(Pebersmark) – Der Alltag kehrt in Teile des Grenzlandes zurück, wenn mehr Grenzübergänge geöffnet werden. Dennis Heyne wohnt nur einen Steinwurf von der Grenze in Pebersmark entfernt und kann sich ab morgen von der langen Fahrt zur Arbeit in Flensburg verabschieden.

Als die Grenzen zwischen Deutschland und Dänemark im März aufgrund der Coronasituation geschlossen wurden, waren viele Bewohner des Grenzlandes sofort direkt davon betroffen. Tägliche Gewohnheitenen, Einkaufstouren oder Besuche von Bekannten und Verwandten über die Grenze hinweg wurden plötzlich verhindert, und die meisten der 13 Grenzübergänge wurden vollständig geschlossen. Schilder, Barrieren und Betonblöcke versperrten den Durchgang ins Nachbarland.

Während viele im ganzen Land von der Grenzschließung nicht betroffen waren, wurde das tägliche Leben mehrerer kleiner Grenzgemeinden erheblich erschwert.
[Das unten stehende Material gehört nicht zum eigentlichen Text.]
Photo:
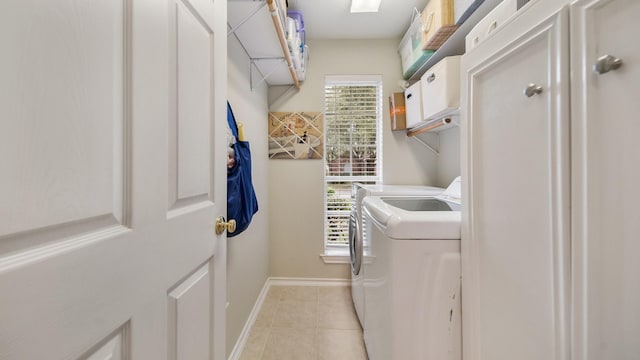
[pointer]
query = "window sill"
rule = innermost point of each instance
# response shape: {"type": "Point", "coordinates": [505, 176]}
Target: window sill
{"type": "Point", "coordinates": [336, 257]}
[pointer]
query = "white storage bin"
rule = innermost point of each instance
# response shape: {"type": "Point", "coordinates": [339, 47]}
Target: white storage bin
{"type": "Point", "coordinates": [441, 88]}
{"type": "Point", "coordinates": [413, 105]}
{"type": "Point", "coordinates": [486, 27]}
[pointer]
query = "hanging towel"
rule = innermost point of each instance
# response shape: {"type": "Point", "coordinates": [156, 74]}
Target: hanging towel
{"type": "Point", "coordinates": [241, 198]}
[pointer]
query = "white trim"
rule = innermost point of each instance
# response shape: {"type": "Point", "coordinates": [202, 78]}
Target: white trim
{"type": "Point", "coordinates": [353, 79]}
{"type": "Point", "coordinates": [335, 259]}
{"type": "Point", "coordinates": [284, 281]}
{"type": "Point", "coordinates": [253, 315]}
{"type": "Point", "coordinates": [276, 281]}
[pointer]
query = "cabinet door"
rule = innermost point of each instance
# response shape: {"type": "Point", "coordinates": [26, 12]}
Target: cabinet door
{"type": "Point", "coordinates": [606, 176]}
{"type": "Point", "coordinates": [515, 167]}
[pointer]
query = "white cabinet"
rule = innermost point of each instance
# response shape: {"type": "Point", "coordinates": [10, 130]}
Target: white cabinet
{"type": "Point", "coordinates": [515, 166]}
{"type": "Point", "coordinates": [550, 223]}
{"type": "Point", "coordinates": [605, 180]}
{"type": "Point", "coordinates": [441, 88]}
{"type": "Point", "coordinates": [413, 105]}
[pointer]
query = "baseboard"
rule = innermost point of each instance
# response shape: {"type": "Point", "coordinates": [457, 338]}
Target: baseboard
{"type": "Point", "coordinates": [244, 334]}
{"type": "Point", "coordinates": [284, 281]}
{"type": "Point", "coordinates": [276, 281]}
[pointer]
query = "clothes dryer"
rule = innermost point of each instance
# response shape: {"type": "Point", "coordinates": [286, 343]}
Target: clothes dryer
{"type": "Point", "coordinates": [412, 279]}
{"type": "Point", "coordinates": [358, 243]}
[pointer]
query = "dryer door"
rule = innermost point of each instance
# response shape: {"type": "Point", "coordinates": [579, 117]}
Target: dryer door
{"type": "Point", "coordinates": [355, 242]}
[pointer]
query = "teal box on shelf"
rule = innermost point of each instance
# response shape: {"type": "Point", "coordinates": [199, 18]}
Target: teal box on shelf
{"type": "Point", "coordinates": [410, 50]}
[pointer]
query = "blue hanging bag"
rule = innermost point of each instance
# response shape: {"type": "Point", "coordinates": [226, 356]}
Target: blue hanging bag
{"type": "Point", "coordinates": [241, 197]}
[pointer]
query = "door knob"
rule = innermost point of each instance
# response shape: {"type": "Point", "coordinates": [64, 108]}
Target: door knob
{"type": "Point", "coordinates": [532, 89]}
{"type": "Point", "coordinates": [222, 225]}
{"type": "Point", "coordinates": [606, 63]}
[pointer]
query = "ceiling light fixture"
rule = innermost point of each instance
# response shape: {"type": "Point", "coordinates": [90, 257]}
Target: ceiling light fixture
{"type": "Point", "coordinates": [365, 5]}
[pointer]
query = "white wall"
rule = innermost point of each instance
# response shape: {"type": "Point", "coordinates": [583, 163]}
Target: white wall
{"type": "Point", "coordinates": [248, 253]}
{"type": "Point", "coordinates": [449, 158]}
{"type": "Point", "coordinates": [296, 186]}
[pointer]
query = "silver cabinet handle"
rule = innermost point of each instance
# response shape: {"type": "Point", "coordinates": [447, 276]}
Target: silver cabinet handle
{"type": "Point", "coordinates": [606, 63]}
{"type": "Point", "coordinates": [532, 89]}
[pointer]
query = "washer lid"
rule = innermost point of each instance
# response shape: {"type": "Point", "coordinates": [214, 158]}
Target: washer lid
{"type": "Point", "coordinates": [410, 218]}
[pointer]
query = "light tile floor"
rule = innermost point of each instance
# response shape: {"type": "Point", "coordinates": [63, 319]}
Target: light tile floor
{"type": "Point", "coordinates": [306, 323]}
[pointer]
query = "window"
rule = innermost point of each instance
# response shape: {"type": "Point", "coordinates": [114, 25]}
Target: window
{"type": "Point", "coordinates": [353, 144]}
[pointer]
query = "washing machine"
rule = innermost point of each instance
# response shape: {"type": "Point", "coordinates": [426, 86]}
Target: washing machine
{"type": "Point", "coordinates": [411, 280]}
{"type": "Point", "coordinates": [358, 242]}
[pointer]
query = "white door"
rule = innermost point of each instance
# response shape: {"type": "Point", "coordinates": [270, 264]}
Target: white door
{"type": "Point", "coordinates": [606, 176]}
{"type": "Point", "coordinates": [515, 244]}
{"type": "Point", "coordinates": [112, 161]}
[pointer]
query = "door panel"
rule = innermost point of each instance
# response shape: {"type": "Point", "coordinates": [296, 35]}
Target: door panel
{"type": "Point", "coordinates": [189, 313]}
{"type": "Point", "coordinates": [194, 108]}
{"type": "Point", "coordinates": [605, 188]}
{"type": "Point", "coordinates": [62, 135]}
{"type": "Point", "coordinates": [88, 252]}
{"type": "Point", "coordinates": [516, 218]}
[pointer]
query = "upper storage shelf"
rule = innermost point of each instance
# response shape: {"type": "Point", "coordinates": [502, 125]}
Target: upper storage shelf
{"type": "Point", "coordinates": [258, 25]}
{"type": "Point", "coordinates": [455, 45]}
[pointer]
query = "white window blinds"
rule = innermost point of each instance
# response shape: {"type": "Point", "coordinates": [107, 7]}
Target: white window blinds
{"type": "Point", "coordinates": [353, 114]}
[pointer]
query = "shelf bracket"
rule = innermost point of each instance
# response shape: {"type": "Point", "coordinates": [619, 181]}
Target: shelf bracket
{"type": "Point", "coordinates": [233, 30]}
{"type": "Point", "coordinates": [427, 145]}
{"type": "Point", "coordinates": [263, 77]}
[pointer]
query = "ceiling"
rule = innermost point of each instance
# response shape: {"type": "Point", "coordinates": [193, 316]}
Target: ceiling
{"type": "Point", "coordinates": [331, 19]}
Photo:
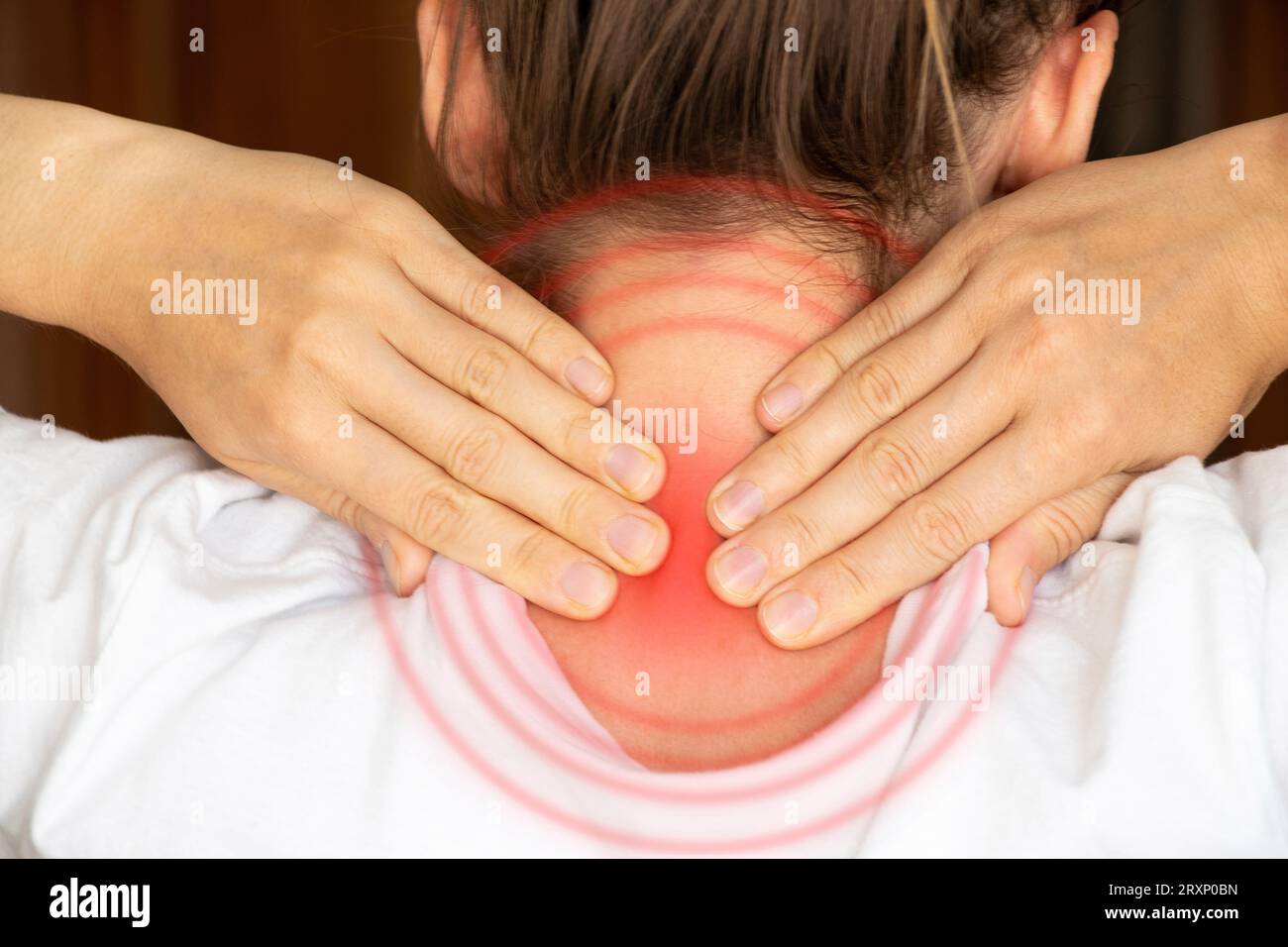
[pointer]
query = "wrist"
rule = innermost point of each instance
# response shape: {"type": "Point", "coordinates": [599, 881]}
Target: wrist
{"type": "Point", "coordinates": [63, 172]}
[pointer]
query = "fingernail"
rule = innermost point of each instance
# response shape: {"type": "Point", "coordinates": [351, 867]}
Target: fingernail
{"type": "Point", "coordinates": [629, 467]}
{"type": "Point", "coordinates": [741, 569]}
{"type": "Point", "coordinates": [1024, 590]}
{"type": "Point", "coordinates": [790, 615]}
{"type": "Point", "coordinates": [632, 538]}
{"type": "Point", "coordinates": [784, 401]}
{"type": "Point", "coordinates": [390, 561]}
{"type": "Point", "coordinates": [587, 585]}
{"type": "Point", "coordinates": [587, 376]}
{"type": "Point", "coordinates": [739, 505]}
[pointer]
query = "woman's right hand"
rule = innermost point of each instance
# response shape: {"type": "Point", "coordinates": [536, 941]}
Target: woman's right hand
{"type": "Point", "coordinates": [386, 375]}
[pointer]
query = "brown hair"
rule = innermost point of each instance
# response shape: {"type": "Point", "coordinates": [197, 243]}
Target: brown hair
{"type": "Point", "coordinates": [708, 89]}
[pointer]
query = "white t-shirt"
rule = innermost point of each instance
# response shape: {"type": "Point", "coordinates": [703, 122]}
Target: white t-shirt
{"type": "Point", "coordinates": [248, 685]}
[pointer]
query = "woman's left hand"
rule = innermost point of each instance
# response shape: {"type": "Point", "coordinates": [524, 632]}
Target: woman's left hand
{"type": "Point", "coordinates": [956, 408]}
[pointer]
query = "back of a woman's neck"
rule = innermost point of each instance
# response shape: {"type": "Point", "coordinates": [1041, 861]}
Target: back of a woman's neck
{"type": "Point", "coordinates": [681, 680]}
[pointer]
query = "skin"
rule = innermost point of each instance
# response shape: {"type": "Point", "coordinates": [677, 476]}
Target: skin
{"type": "Point", "coordinates": [719, 693]}
{"type": "Point", "coordinates": [1042, 438]}
{"type": "Point", "coordinates": [467, 419]}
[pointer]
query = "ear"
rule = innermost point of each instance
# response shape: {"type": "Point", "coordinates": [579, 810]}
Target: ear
{"type": "Point", "coordinates": [471, 121]}
{"type": "Point", "coordinates": [1059, 107]}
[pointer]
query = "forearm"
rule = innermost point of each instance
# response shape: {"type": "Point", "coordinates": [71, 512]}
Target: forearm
{"type": "Point", "coordinates": [1250, 165]}
{"type": "Point", "coordinates": [60, 172]}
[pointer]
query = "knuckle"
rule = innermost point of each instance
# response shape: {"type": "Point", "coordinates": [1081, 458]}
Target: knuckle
{"type": "Point", "coordinates": [828, 363]}
{"type": "Point", "coordinates": [875, 390]}
{"type": "Point", "coordinates": [578, 429]}
{"type": "Point", "coordinates": [310, 343]}
{"type": "Point", "coordinates": [482, 372]}
{"type": "Point", "coordinates": [436, 510]}
{"type": "Point", "coordinates": [344, 508]}
{"type": "Point", "coordinates": [896, 470]}
{"type": "Point", "coordinates": [1060, 527]}
{"type": "Point", "coordinates": [528, 554]}
{"type": "Point", "coordinates": [576, 508]}
{"type": "Point", "coordinates": [881, 320]}
{"type": "Point", "coordinates": [473, 455]}
{"type": "Point", "coordinates": [542, 338]}
{"type": "Point", "coordinates": [477, 294]}
{"type": "Point", "coordinates": [809, 534]}
{"type": "Point", "coordinates": [857, 582]}
{"type": "Point", "coordinates": [939, 530]}
{"type": "Point", "coordinates": [793, 453]}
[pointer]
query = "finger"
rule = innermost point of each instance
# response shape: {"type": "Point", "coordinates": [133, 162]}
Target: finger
{"type": "Point", "coordinates": [497, 377]}
{"type": "Point", "coordinates": [876, 389]}
{"type": "Point", "coordinates": [404, 560]}
{"type": "Point", "coordinates": [921, 291]}
{"type": "Point", "coordinates": [1041, 540]}
{"type": "Point", "coordinates": [892, 466]}
{"type": "Point", "coordinates": [462, 283]}
{"type": "Point", "coordinates": [398, 484]}
{"type": "Point", "coordinates": [490, 458]}
{"type": "Point", "coordinates": [915, 543]}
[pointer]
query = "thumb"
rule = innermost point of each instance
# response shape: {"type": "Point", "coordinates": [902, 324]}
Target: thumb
{"type": "Point", "coordinates": [1042, 539]}
{"type": "Point", "coordinates": [406, 561]}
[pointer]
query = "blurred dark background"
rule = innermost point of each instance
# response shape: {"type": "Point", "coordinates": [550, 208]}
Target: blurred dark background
{"type": "Point", "coordinates": [331, 77]}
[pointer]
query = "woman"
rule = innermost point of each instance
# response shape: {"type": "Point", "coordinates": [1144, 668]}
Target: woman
{"type": "Point", "coordinates": [673, 678]}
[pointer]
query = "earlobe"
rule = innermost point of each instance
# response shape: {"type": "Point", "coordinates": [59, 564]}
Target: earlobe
{"type": "Point", "coordinates": [471, 142]}
{"type": "Point", "coordinates": [1060, 103]}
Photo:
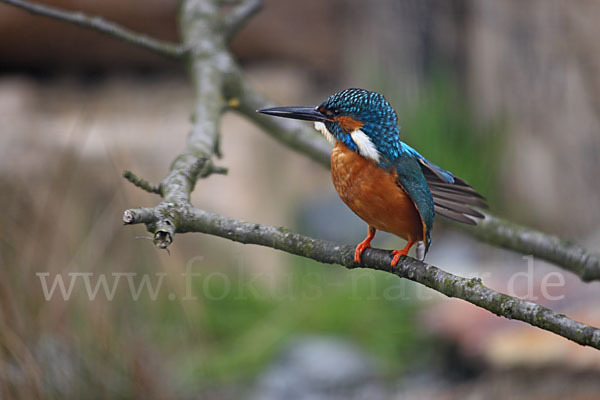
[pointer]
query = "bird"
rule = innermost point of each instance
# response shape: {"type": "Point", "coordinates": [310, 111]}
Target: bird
{"type": "Point", "coordinates": [383, 180]}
Gleiches gilt für den Deutschen Dennis Heyne, der in Flensburg arbeitet. Er lebt in Dänemark am Pebermarksvej, wo es einen Grenzübergang gibt. Von der Einfahrt seines Grundstücks muss er 80 Meter laufen, dann steht er in Deutschland. Da die Grenzen geschlossen wurden, war es jedoch nicht möglich, den Grenzübergang auf dem Pebersmarkvej mit dem Auto zu passieren, da die Straße blockiert war.

„Es war ziemlich schwer für mich, zur Arbeit zu kommen. Um nach Flensburg zu kommen, fuhr ich sonst über die Grenzstraße entlang der Grenze bis zur Arbeitsstelle. Aber während der Schließung musste ich entweder über Kruså oder Tønder fahren“, sagt Dennis Heyne.

In den vergangenen Monaten war der Grenzübergang Pebersmark geschlossen

Die längeren Umwege, Verspätungen und Grenzkontrollen haben dazu geführt, dass die Fahrzeit von und zur Arbeit eine Stunde länger gedauert hat, als wenn er die Grenze direkt bei sich zu Hause überqueren kann.

„Ich arbeite in Teams auh in der Nacht mit schwierigen Jugendlichen und habe oft sehr schwierige Nächte. Es war wirklich mühsam für mich. Es fällt mir schwer, nach Hause zu kommen und mit all den Verzögerungen zu schlafen, die aufgetreten sind. Und es hätte nicht lange so weitergehen dürfen“, sagt Dennis Heyne.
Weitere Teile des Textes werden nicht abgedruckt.